Summit is testing a hypothesis developed by co-founder Kay Davies, of the University of Oxford, that the large muscle protein utrophin can functionally compensate for the absence of dystrophin in DMD patients.

Utrophin, like dystrophin, acts as a molecular shock absorber. It is widely expressed during fetal development, when muscles are being laid down, and, after birth, during muscle repair. Because of the ongoing muscle damage caused by the absence of dystrophin, utrophin expression cycles on and off in DMD patients, but Summit aims to boost levels to the point that it can have a significant impact on the course of disease.

Davies and colleagues have reported that ezutromid resulted in a twofold increase in levels of utrophin mRNA and protein and an associated decline in symptoms and an improvement in muscle control in the dystrophin-deficient mdx mouse model. In a phase I study in patients, the drug appeared safe and well-tolerated, but the company struggled initially with developing an oral formulation that delivered sufficient plasma concentration. (See BioWorld Today, Aug. 18, 2015.)

Although there is no efficacy data available to indicate the drug's clinical potential, RBC Capital Markets analyst Simos Simeonidis noted that Sarepta is hedging against a future threat.

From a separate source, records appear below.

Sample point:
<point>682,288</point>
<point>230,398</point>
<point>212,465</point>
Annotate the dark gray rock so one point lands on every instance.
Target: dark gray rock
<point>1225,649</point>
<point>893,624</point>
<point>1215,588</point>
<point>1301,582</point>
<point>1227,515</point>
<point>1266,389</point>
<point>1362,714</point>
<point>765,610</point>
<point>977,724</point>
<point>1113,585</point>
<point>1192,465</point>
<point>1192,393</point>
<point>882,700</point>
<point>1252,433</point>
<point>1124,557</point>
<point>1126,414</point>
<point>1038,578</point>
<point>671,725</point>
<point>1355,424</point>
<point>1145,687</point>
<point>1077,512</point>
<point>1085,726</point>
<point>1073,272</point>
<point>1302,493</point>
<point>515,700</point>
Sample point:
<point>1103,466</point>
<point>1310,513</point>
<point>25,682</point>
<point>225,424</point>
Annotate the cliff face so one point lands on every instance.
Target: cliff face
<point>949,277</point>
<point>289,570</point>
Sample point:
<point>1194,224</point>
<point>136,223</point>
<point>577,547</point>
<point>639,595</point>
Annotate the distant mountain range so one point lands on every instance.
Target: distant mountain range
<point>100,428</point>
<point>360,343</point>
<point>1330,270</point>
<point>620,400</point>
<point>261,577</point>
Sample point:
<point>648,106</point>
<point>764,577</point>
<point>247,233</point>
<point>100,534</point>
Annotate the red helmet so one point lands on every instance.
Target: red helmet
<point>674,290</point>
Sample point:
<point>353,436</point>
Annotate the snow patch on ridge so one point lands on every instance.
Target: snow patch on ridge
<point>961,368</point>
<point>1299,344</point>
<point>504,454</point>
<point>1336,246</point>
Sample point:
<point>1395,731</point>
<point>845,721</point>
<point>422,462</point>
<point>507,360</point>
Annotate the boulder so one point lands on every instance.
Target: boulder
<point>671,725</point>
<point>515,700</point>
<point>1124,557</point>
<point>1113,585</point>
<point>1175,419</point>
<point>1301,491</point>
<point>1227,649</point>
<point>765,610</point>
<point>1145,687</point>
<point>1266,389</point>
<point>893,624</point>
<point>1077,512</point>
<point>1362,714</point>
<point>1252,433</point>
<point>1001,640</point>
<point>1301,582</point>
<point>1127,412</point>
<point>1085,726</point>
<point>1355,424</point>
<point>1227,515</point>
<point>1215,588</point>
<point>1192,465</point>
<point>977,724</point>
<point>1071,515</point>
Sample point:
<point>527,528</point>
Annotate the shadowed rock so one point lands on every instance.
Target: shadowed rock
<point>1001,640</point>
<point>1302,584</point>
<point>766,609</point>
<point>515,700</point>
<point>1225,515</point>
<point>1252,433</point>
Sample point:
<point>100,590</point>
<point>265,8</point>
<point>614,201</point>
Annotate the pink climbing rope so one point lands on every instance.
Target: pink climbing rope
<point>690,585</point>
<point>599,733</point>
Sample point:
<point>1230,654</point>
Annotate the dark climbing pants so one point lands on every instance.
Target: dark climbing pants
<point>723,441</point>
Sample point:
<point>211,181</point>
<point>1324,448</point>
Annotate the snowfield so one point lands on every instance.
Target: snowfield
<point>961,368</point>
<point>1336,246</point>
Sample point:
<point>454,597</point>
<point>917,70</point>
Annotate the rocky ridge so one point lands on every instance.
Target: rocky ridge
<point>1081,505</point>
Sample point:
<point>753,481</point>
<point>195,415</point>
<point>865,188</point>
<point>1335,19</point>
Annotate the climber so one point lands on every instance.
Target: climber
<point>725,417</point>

"We like Sarepta's move of spending a relatively small amount to access this theoretical competitor, primarily because it eliminates [or] diminishes the potential overhang that would be created should this agent produce positive data in 2017," he wrote in an investor note.

FUTURE SYNERGIES

The deal offers future potential synergies as well. Utrophin modulation is a genotype-independent approach, unlike the exon-skipping strategy that Sarepta has adopted – or the promotion of translational readthrough of premature stop codons in dystrophin mRNA, which PTC Therapeutics has pursued through Translarna (ataluren), a drug that has conditional approval in Europe. It could have additive, if not synergistic, effects in combination settings. An ideal exon-skipping drug might render utrophin modulation redundant, at least in those patients with the appropriate genotype, but such a scenario is unlikely for the foreseeable future.

"By any measure, we're a long way from those ideal drugs at this point in time," Edwards said. Even so, exploring the possibility of combination therapy is not part of the immediate plan. "Right now, we're focusing on demonstrating single-agent activity with ezutromid," Edwards said.

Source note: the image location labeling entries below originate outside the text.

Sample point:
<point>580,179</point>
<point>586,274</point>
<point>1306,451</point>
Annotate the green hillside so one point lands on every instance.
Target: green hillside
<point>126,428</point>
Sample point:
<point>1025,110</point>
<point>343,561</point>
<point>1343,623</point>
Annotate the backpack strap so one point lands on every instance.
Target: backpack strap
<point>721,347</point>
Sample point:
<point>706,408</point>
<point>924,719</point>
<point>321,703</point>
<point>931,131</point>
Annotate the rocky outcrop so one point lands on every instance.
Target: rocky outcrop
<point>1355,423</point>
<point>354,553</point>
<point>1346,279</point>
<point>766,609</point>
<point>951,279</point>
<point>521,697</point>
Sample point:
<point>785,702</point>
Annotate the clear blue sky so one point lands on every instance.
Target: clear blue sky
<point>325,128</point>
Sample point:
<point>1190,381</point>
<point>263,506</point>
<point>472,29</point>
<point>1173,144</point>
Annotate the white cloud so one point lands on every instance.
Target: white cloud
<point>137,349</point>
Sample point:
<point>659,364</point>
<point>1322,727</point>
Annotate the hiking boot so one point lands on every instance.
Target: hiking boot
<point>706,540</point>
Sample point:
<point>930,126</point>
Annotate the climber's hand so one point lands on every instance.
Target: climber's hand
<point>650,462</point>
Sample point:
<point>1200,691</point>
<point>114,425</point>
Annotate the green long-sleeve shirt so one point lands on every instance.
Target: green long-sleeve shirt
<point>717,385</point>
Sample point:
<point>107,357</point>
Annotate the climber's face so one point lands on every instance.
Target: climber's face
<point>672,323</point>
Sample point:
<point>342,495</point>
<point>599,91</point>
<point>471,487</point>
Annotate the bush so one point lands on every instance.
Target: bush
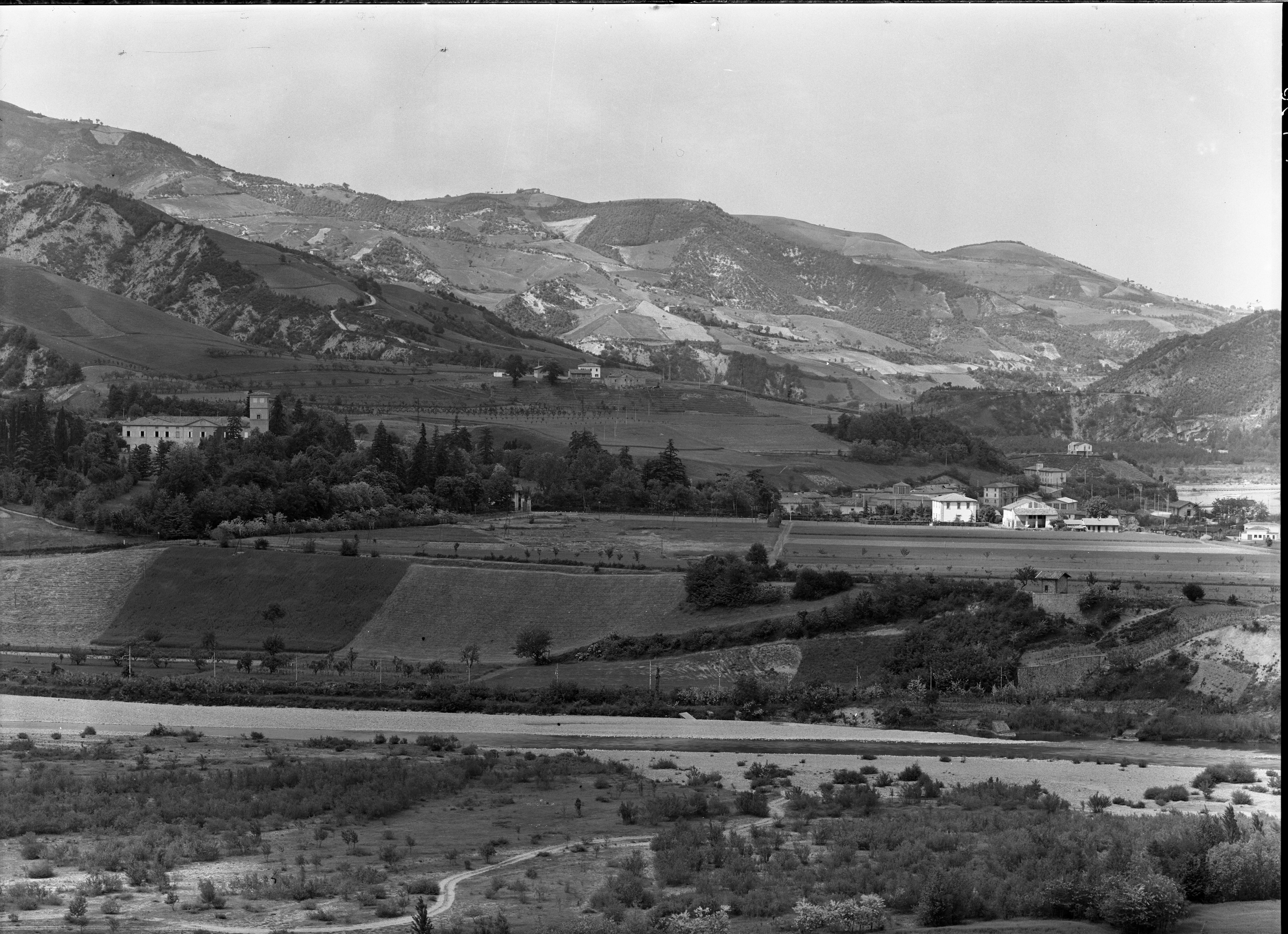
<point>943,901</point>
<point>1148,904</point>
<point>1245,871</point>
<point>813,584</point>
<point>1173,793</point>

Of more immediate interest is assessing the clinical potential of ezutromid as a single agent in boys with Becker muscular dystrophy. The condition is caused by in-frame mutations in the dystrophin gene, which give rise to truncated but partially active forms of the protein. The resulting phenotypes are milder than those associated with DMD, and life expectancy is longer. Although it is a rarer condition, the longer life span of Becker boys means that the market opportunity is on similar scale to that of DMD. "We've got nothing firm, but it is something we're exploring aggressively," Edwards said.

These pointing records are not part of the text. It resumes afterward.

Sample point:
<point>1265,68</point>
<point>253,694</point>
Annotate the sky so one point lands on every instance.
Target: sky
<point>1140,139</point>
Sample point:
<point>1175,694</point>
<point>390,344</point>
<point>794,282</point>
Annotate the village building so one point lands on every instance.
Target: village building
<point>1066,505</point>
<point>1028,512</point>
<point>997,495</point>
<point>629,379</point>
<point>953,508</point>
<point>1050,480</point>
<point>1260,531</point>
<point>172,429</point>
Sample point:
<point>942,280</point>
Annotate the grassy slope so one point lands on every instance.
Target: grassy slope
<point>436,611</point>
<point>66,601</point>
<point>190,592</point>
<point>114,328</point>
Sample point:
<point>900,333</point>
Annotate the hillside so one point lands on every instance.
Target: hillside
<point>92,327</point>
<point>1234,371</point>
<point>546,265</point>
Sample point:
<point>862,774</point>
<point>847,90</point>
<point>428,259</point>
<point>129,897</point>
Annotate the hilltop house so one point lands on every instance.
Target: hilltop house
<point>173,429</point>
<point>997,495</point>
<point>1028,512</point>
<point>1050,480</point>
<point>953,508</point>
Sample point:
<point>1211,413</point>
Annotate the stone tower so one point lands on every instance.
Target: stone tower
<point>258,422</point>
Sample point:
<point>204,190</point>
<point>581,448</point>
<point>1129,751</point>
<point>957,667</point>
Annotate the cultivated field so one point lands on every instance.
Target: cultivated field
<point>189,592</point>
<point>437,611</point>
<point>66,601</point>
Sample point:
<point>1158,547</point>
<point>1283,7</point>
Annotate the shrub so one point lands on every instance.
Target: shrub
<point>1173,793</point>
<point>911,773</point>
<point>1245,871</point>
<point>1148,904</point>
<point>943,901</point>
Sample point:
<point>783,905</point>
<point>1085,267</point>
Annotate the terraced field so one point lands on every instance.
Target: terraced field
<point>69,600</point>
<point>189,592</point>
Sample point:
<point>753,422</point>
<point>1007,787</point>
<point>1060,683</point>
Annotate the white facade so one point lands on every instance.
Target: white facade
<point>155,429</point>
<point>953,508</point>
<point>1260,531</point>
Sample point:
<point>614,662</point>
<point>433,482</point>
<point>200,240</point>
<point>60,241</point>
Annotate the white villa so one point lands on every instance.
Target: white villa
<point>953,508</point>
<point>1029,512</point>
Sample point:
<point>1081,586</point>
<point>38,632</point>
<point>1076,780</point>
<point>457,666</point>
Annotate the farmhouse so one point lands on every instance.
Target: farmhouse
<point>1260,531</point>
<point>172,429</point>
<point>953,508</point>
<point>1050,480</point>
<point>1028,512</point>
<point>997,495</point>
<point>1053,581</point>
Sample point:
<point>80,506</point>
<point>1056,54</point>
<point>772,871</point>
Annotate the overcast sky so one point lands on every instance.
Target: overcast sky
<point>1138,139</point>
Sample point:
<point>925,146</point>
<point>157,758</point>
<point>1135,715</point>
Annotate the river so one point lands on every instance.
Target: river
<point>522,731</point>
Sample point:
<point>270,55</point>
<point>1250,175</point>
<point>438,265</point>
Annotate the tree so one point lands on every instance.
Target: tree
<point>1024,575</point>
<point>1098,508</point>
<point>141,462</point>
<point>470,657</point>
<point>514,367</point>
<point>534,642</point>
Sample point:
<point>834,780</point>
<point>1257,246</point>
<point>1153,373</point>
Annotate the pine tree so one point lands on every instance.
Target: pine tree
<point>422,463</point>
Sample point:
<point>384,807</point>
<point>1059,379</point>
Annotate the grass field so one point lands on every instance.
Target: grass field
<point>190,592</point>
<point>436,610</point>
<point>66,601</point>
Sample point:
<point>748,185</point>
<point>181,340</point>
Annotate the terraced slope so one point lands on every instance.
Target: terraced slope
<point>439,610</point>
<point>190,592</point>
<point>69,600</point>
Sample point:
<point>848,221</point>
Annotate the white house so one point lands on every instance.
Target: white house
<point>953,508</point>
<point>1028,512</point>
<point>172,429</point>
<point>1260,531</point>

The deal with Sarepta covers the Commonwealth of Independent States and Turkey, as well as Europe. Summit plans to commercialize ezutromid in the U.S. itself. The company will fund all R&D activities through 2017 and will shoulder 55 percent of the costs from the start of 2018, with Sarepta taking up the remainder. The cash influx will fund Summit to the end of 2018, by which time it will have a better handle on ezutromid's potential. "The elephant in the room has been our deteriorating cash position, and people wondering whether we were going to raise cash or not," said Edwards.

Shares in Summit (NASDAQ:SMMT) closed Tuesday at $14.35 up $5.70, or 65.9 percent.